Oliver sounded a little calmer now, and so young. To hear the faint echoes of distress and then the relief in his tone made Nick’s heart flex.

‘I’m on my way. And if you need to talk before I get there, send a text and I’ll pull over and call you straight back. Don’t do anything stupid.’

‘What do you mean, don’t do anything stupid? Like what?’

Like take tablets . . . cut your wrists . . . jump off a building . . . I don’t know!

‘Like panic. Don’t panic. Just sit tight and I’ll be there soon.’

‘Okay. Thanks, Dad.’ There it was again, that little voice that pulled at Nick’s heartstrings.

 

He knocked on his boss’s open door and walked in.

‘Everything all right, Nick?’ Julian looked away from the computer screen and sat back in the red leather captain’s chair that had been part of the office for as long as Nick could remember, present when he visited his dad at the factory as a boy aged ten and had stood in front of Mr Aubrey Siddley.

‘Nick!’ The man had smiled. ‘The rogue explorer of Drayton Moor! Seen any pumas lately?’

He and his dad had laughed before Mr Siddley gave him a sticky handful of mint imperials from a large glass jar which sat on the wonky green filing cabinet behind his desk. Nick had shoved them in his trouser pocket and was disappointed to retrieve them when he got home and find them moist, fluff-coated and only good as bin fodder.

‘Yes, everything’s fine.’ Nick held Julian’s gaze, disliking the fact that he stood in front of the desk while Julian sat; his stance implied he held his boss in a regard his sentiments did not echo. ‘Well, I should say, nothing to worry about workwise, but I just had a call from my Oliver—’

‘At Birmingham, isn’t he? How’s he getting on? Business Studies, isn’t it?’

Nick picked up the slightest note of derision in the man’s voice, but that might have been his imagination, knowing he could be a little oversensitive when it came to Julian Siddley.

‘Yes, that’s right, and I thought he was getting on great.’ This was life in Burstonbridge, life at Siddley’s, where everyone had half an interest in everyone else’s life. It was often a comfort, but sometimes the lack of privacy left him feeling like he wanted to scream.

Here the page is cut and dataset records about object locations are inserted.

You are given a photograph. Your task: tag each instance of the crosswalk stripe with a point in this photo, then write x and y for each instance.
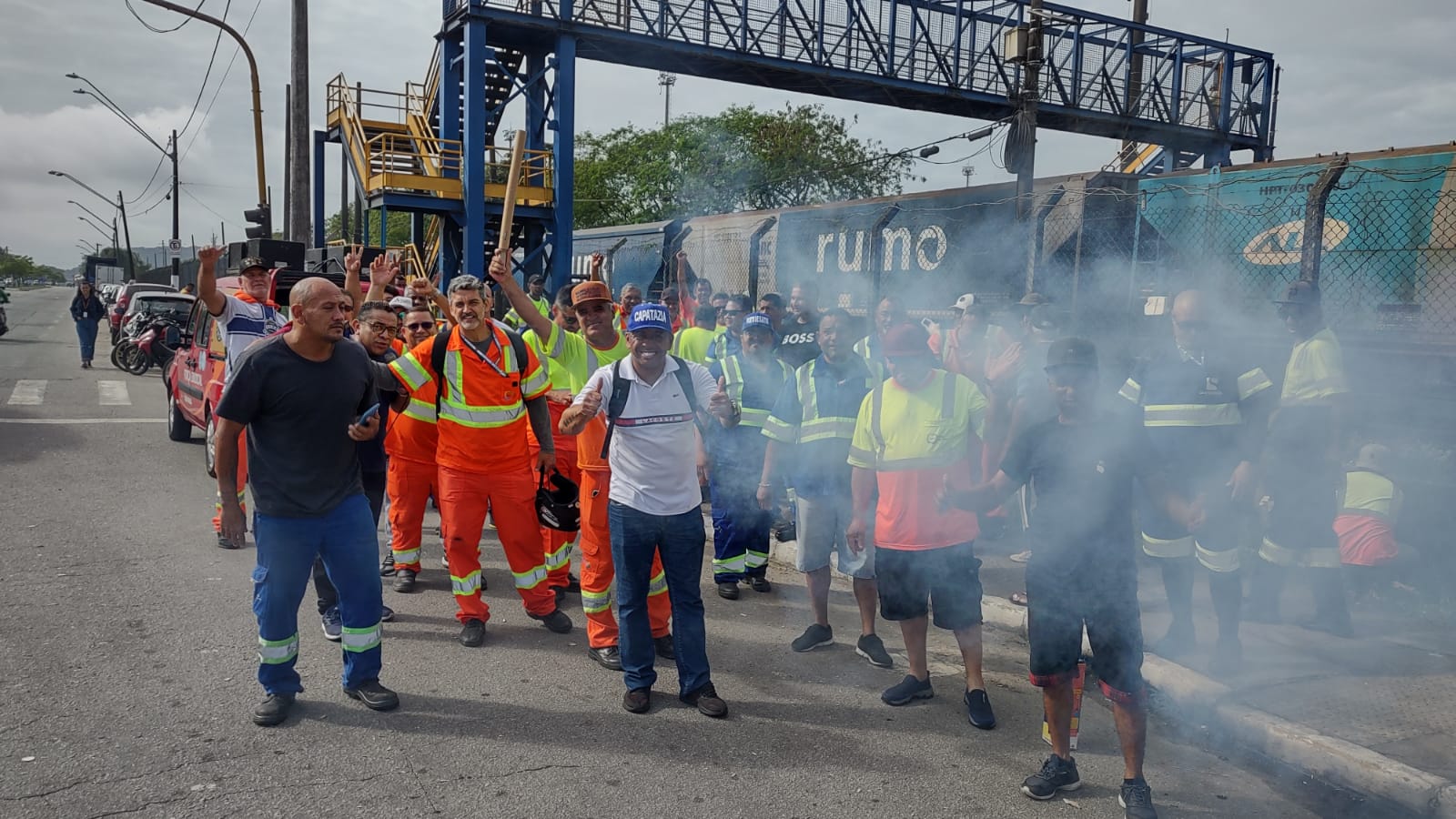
(28, 392)
(114, 394)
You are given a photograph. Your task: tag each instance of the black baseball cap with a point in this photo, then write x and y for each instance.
(1067, 353)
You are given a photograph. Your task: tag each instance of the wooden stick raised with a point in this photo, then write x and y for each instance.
(509, 210)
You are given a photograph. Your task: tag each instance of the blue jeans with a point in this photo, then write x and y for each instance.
(86, 331)
(681, 540)
(288, 548)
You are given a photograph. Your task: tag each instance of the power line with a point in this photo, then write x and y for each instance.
(206, 75)
(222, 82)
(130, 7)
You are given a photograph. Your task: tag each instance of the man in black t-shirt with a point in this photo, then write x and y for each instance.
(1082, 465)
(298, 395)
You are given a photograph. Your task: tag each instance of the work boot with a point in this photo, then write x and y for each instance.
(1177, 643)
(555, 622)
(273, 710)
(472, 632)
(708, 702)
(608, 658)
(373, 695)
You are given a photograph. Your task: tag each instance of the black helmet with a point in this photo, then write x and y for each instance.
(557, 508)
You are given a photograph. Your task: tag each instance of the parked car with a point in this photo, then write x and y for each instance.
(194, 378)
(124, 300)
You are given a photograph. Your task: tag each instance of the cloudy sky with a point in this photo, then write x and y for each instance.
(1350, 84)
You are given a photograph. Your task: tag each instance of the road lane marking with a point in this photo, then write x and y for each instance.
(114, 394)
(28, 392)
(76, 421)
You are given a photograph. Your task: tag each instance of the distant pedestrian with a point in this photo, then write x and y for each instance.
(86, 310)
(300, 397)
(652, 401)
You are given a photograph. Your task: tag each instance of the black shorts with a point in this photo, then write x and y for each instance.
(1057, 610)
(946, 581)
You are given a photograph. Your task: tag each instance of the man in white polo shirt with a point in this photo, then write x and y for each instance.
(244, 318)
(652, 404)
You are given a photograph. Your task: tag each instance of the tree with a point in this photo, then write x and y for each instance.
(739, 159)
(398, 228)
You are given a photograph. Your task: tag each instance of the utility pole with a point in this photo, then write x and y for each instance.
(298, 177)
(1026, 135)
(177, 217)
(126, 229)
(667, 82)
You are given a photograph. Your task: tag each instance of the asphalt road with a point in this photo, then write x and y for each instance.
(127, 661)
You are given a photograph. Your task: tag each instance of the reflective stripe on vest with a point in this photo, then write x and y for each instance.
(1191, 416)
(734, 380)
(925, 462)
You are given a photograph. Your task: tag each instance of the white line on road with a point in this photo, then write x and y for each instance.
(28, 392)
(114, 394)
(75, 421)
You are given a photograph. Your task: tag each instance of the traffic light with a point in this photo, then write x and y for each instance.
(259, 222)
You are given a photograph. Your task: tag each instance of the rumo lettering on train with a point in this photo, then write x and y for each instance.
(929, 248)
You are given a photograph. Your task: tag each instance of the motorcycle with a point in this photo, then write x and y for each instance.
(157, 346)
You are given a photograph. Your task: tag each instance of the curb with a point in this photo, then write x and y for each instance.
(1183, 693)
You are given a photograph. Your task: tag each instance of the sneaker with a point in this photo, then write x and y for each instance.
(638, 700)
(708, 703)
(608, 658)
(979, 710)
(1056, 775)
(555, 622)
(1138, 800)
(907, 690)
(472, 632)
(373, 695)
(873, 649)
(814, 637)
(332, 624)
(273, 710)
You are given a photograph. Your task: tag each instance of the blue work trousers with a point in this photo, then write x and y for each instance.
(86, 331)
(740, 528)
(681, 540)
(288, 548)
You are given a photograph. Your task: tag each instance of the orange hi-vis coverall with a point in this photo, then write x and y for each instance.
(557, 545)
(410, 440)
(484, 462)
(579, 360)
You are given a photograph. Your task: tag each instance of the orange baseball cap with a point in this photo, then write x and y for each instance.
(590, 292)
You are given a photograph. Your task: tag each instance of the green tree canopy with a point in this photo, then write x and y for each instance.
(739, 159)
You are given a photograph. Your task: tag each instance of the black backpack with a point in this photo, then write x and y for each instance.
(621, 388)
(437, 360)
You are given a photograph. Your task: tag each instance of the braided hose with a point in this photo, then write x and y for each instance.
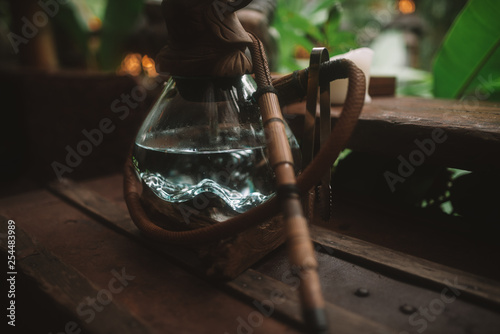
(321, 164)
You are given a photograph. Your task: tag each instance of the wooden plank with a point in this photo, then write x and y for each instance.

He remembered when Kerry got her first set of test results from the GP, insisting she didn’t want him to take time off to come with her.

What difference does it make whether I’m there with you or Diane? It won’t change what’s said. Don’t be daft, Nick – go to work, don’t worry and I’ll see you when you get home . . .

Kerry had left the doctor’s appointment with her arm looped through her sister’s and only two hours later, as he walked out of the factory gates to make his way home, he was aware of the tight-lipped, sincere nods of awareness from his colleagues and the slow blink and smile of the woman closing up the bread shop . . . News travelled fast here, faster than he could get home to hear it first-hand.

‘Oh dear, it sounds like there is a but.’ His boss comically took a deep breath through gritted teeth and it irritated Nick more than it should.

‘Yes, well, he has just called and’ – he paused, not wanting to admit to his boss that Oliver might be about to abandon the course of which Nick had felt so proud – ‘he’s having a bit of a wobble and wants me to go down. I wouldn’t ask ordinarily, but what with it only being a short time since we lost his mum, I feel I should go down and check things out, bring him home if need be.’